= Ann Beckett =

Irish occupational therapist (1927–2002)

Ann Beckett (5 February 1927 – 2002) was an Irish pioneer of occupational therapy, a sister of John Beckett (an Irish musician, composer and conductor) and Peter Beckett (a pioneering figure in Irish psychiatry). She was a cousin of the famous writer and playwright Samuel Beckett.

==Early life==
Ann and her twin brother John were born in Sandymount, Dublin to Gerald and Peggy Beckett. Gerald, brother of Bill Beckett (Samuel Beckett’s father), studied medicine at Trinity College Dublin and became County Medical Officer for Wicklow. When she was ten years old she got an infection in her leg which caused a lot of pain and which required surgical intervention. At 14 her lower leg was amputated.

==Family==
Ann's father Gerald Beckett was capped for Irish rugby and water polo; captained a golf club, swam and played the piano. Her twin brother John later became musician, composer and conductor in the realm of early music and was best known in Ireland for his direction of the famous series of Bach Cantatas, performed during February in St Ann's Church, Dawson Street, Dublin, which began in 1973 and lasted for ten years.
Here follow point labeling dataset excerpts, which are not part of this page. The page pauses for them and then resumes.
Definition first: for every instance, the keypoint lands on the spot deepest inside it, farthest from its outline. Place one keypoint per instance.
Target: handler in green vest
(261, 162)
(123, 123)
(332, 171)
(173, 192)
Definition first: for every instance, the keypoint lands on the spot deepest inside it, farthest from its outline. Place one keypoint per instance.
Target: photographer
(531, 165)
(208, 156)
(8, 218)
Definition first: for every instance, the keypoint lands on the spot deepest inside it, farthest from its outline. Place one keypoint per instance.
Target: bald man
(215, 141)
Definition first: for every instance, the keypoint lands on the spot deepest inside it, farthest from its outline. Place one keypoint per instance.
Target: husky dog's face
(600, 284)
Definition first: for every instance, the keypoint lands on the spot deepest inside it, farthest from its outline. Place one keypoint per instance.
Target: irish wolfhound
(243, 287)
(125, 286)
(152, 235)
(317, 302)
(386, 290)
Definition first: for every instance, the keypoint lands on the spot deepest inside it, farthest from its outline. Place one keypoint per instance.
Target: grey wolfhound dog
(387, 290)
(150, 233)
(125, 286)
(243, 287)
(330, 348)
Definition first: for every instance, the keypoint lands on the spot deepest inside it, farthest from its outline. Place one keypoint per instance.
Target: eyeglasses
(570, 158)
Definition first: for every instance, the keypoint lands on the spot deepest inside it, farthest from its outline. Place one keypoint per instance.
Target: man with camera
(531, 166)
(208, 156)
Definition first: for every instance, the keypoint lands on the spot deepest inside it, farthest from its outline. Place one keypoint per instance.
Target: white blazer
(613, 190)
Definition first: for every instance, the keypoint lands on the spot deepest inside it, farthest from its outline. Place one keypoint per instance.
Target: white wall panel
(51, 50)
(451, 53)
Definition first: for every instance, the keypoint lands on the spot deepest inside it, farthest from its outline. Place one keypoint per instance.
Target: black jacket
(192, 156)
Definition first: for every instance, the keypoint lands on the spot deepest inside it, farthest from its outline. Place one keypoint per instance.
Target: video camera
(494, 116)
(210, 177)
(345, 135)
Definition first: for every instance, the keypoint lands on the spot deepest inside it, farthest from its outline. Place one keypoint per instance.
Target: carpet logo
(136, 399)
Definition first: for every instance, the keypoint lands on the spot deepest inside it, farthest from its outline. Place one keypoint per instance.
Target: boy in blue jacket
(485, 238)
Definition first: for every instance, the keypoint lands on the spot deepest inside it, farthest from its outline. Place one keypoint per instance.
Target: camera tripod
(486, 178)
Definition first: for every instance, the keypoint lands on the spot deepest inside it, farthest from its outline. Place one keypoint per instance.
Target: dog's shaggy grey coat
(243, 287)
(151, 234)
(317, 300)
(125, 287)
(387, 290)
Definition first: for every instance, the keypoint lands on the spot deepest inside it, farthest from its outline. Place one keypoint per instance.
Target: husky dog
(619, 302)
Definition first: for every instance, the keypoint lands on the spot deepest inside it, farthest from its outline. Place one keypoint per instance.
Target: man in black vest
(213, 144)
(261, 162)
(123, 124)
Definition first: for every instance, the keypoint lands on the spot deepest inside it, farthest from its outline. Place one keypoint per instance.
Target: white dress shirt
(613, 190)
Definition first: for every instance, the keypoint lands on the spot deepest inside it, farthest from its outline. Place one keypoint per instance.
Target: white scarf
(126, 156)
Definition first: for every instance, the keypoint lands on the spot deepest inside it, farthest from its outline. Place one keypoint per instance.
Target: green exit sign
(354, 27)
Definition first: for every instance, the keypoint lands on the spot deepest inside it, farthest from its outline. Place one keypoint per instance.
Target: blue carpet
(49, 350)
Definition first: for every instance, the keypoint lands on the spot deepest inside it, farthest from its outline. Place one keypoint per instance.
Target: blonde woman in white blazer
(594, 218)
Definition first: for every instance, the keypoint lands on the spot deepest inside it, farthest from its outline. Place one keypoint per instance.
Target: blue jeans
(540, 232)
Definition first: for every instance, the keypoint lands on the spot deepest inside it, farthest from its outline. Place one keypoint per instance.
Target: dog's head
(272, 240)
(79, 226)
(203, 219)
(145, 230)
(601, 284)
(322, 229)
Ann's older brother Peter Beckett became the first Professor of Psychiatry and later the Dean of Medicine in Trinity College, Dublin.

==Training and career==
She commenced training in Dorset House School of Occupational Therapy in Bromsgrove, Worcestershire in 1945, graduated in 1948 and returned to Ireland where she organized an interview with the then Minister for Health Noel Browne to discuss the possibilities for Occupational Therapy in the health care system. Due to the untrained ex-patients, nurses and craft people claiming the role the Minister could not see any openings for professional occupational therapists. She got a position with the Irish branch of the British Red Cross becoming the first professionally qualified occupational therapist employed in Ireland. Ann pioneered the profession in Ireland, establishing Occupational Therapy Departments in Cherry Orchard Hospital, Dublin in 1954 and in the Central Remedial Clinic in Dublin in 1956. Ann Beckett is one of the founding members of the Association of Occupational Therapists of Ireland. In later years Ann taught in St Joseph’s College of Occupational Therapy, Dun Laoighre.

==Legacy==
On Ann Beckett’s death in 2002 she willed money to the Association of Occupational Therapists of Ireland, which resulted in her colleagues and friends setting up the Ann Beckett Award Committee, a sub-committee of the AOTI. The purpose of this committee is to celebrate her life and work and to showcase interventions that demonstrate the core principals of Occupational Therapy. This annual award has been presented each year since 2004 at the AOTI annual conference and is the most prestigious award given in Occupational Therapy in Ireland.